The current state-of-the-art object recognition algorithms, deep convolutional neural networks (DCNNs), are inspired by the architecture of the mammalian visual system, and are capable of human-level performance on many tasks. As they are trained for object recognition tasks, it has been shown that DCNNs develop hidden representations that resemble those observed in the mammalian visual system (Razavi and Kriegeskorte, 2014; Yamins and Dicarlo, 2016; Gu and van Gerven, 2015; Mcclure and Kriegeskorte, 2016). Moreover, DCNNs trained on object recognition tasks are currently among the best models we have of the mammalian visual system. This led us to hypothesize that teaching DCNNs to achieve even more brain-like representations could improve their performance. To test this, we trained DCNNs on a composite task, wherein networks were trained to: (a) classify images of objects; while (b) having intermediate representations that resemble those observed in neural recordings from monkey visual cortex. Compared with DCNNs trained purely for object categorization, DCNNs trained on the composite task had better object recognition performance and are more robust to label corruption. Interestingly, we found that neural data was not required for this process, but randomized data with the same statistical properties as neural data also boosted performance. While the performance gains we observed when training on the composite task vs the "pure" object recognition task were modest, they were remarkably robust. Notably, we observed these performance gains across all network variations we studied, including: smaller (CORNet-Z) vs larger (VGG-16) architectures; variations in optimizers (Adam vs gradient descent); variations in activation function (ReLU vs ELU); and variations in network initialization. Our results demonstrate the potential utility of a new approach to training object recognition networks, using strategies in which the brain - or at least the statistical properties of its activation patterns - serves as a teacher signal for training DCNNs.
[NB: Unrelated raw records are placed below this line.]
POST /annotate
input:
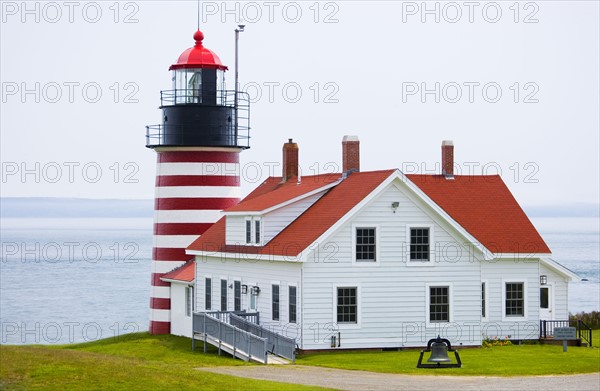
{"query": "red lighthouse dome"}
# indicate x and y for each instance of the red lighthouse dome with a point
(198, 56)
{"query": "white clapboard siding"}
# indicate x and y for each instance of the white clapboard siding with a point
(272, 222)
(275, 221)
(497, 273)
(392, 302)
(261, 274)
(180, 323)
(560, 293)
(235, 230)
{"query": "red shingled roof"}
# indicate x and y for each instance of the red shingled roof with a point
(309, 226)
(486, 208)
(185, 273)
(482, 205)
(272, 192)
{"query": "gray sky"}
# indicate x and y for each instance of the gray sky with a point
(517, 86)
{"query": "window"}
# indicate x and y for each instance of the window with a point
(419, 244)
(252, 299)
(189, 300)
(439, 304)
(208, 294)
(248, 231)
(514, 304)
(275, 301)
(257, 231)
(253, 234)
(483, 298)
(223, 295)
(346, 305)
(292, 303)
(544, 298)
(365, 245)
(237, 296)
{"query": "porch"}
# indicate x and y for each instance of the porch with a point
(240, 334)
(584, 332)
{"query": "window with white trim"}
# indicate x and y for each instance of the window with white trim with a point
(347, 304)
(253, 230)
(365, 249)
(439, 304)
(208, 294)
(514, 299)
(237, 296)
(189, 300)
(483, 301)
(223, 295)
(420, 244)
(275, 301)
(292, 303)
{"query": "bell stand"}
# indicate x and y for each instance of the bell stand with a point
(458, 363)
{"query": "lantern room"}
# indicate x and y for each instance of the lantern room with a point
(198, 111)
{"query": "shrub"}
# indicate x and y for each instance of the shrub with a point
(592, 319)
(490, 342)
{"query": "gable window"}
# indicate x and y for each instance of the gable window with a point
(189, 300)
(514, 299)
(483, 299)
(292, 303)
(439, 304)
(248, 231)
(275, 301)
(253, 230)
(237, 296)
(208, 294)
(419, 244)
(347, 307)
(223, 295)
(365, 245)
(257, 231)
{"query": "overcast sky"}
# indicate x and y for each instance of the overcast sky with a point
(515, 85)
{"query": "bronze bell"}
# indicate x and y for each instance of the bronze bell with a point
(439, 352)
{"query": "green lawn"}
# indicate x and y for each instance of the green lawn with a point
(141, 361)
(133, 362)
(515, 360)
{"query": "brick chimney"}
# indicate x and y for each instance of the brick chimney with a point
(448, 159)
(290, 160)
(350, 154)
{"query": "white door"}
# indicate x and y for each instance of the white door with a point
(546, 303)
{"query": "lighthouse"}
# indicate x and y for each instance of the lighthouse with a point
(204, 128)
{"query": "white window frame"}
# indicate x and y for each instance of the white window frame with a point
(525, 299)
(251, 295)
(431, 261)
(221, 295)
(211, 293)
(442, 284)
(486, 292)
(278, 283)
(253, 220)
(189, 300)
(377, 229)
(295, 285)
(347, 326)
(238, 280)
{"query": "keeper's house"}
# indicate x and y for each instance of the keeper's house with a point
(375, 259)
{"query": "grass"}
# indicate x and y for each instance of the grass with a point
(134, 362)
(142, 361)
(514, 360)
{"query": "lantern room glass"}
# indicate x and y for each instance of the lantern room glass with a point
(187, 86)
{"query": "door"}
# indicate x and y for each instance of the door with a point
(546, 302)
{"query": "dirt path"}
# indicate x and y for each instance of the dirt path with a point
(360, 380)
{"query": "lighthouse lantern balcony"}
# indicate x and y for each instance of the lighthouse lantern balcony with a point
(199, 111)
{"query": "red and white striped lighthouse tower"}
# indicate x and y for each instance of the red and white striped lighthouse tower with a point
(197, 166)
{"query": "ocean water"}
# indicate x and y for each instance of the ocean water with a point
(75, 280)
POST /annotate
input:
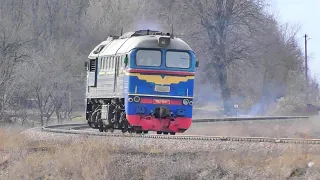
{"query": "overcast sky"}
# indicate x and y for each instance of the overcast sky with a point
(306, 14)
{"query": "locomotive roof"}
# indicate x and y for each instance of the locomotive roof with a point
(138, 39)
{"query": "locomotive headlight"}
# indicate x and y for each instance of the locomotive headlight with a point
(136, 99)
(185, 102)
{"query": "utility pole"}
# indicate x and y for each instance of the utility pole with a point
(306, 61)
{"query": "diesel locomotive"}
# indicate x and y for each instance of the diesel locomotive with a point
(141, 81)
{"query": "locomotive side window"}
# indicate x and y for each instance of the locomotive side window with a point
(112, 63)
(178, 59)
(92, 65)
(148, 58)
(100, 64)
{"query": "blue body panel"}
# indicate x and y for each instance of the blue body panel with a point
(178, 91)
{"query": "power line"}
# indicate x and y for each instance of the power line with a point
(306, 66)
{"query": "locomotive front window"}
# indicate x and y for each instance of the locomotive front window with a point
(148, 58)
(178, 59)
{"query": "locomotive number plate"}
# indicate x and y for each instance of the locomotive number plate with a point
(160, 88)
(161, 101)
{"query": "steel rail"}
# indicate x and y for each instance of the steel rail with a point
(71, 130)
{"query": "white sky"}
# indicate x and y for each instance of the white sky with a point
(306, 14)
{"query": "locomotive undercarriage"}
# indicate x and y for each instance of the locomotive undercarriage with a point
(108, 115)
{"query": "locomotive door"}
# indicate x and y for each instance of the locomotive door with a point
(117, 79)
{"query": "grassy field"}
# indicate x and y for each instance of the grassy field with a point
(98, 159)
(300, 128)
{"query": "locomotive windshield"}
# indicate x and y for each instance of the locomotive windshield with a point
(177, 59)
(148, 58)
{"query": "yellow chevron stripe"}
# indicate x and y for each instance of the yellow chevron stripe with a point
(157, 79)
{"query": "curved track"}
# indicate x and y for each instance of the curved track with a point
(84, 129)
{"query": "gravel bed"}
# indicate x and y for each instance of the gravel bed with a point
(36, 134)
(197, 159)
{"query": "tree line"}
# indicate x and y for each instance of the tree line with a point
(246, 55)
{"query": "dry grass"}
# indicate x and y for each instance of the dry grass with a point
(303, 128)
(96, 159)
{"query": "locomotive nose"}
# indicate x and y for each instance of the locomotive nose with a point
(162, 112)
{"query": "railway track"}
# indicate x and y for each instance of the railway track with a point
(83, 129)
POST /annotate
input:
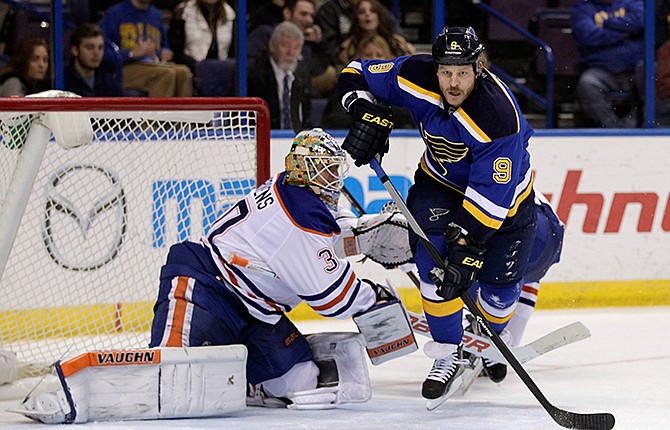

当前最先进的目标识别算法,即深度卷积神经网络(DCNN),受到哺乳动物视觉系统结构的启发,在许多任务上都能达到人类水平的性能。由于它们是针对目标识别任务进行训练的,因此已经证明 DCNN 会开发出类似于哺乳动物视觉系统中观察到的隐藏表示形式(Razavi 和 Kriegeskorte,2014;Yamins 和 DiCarlo,2016;Gu 和 van Gerven,2015;McClure 和 Kriegeskorte,2016)。此外,针对目标识别任务进行训练的 DCNN 目前是我们对哺乳动物视觉系统最好的模型之一。这使我们假设,教导 DCNN 实现更类似大脑的表示形式可以提高它们的性能。为了验证这一点,我们在一项综合任务上对 DCNN 进行了训练,其中网络被训练为:(a)对物体图像进行分类;(b)同时具有类似于从猴子视觉皮层神经记录中观察到的中间表示形式。与专门针对物体分类进行训练的 DCNN 相比,在综合任务上进行训练的 DCNN 的物体识别性能更好,并且对标签损坏更具鲁棒性。有趣的是,我们发现此过程不需要神经数据,但是具有与神经数据相同统计特性的随机数据也可以提高性能。尽管我们在综合任务与“纯”物体识别任务的训练中观察到的性能提升幅度不大,但却非常稳健。值得注意的是,我们在所有研究的网络变体中都观察到了这些性能提升,包括:更小的(CORNet-Z)与更大的(VGG-16)架构;优化器的变化(Adam 与梯度下降);激活函数的变化(ReLU 与 ELU);以及网络初始化的变化。我们的结果表明,使用一种新的方法来训练物体识别网络具有潜在的实用性,该方法使用了大脑(或者至少是其激活模式的统计特性)作为训练 DCNN 的教师信号。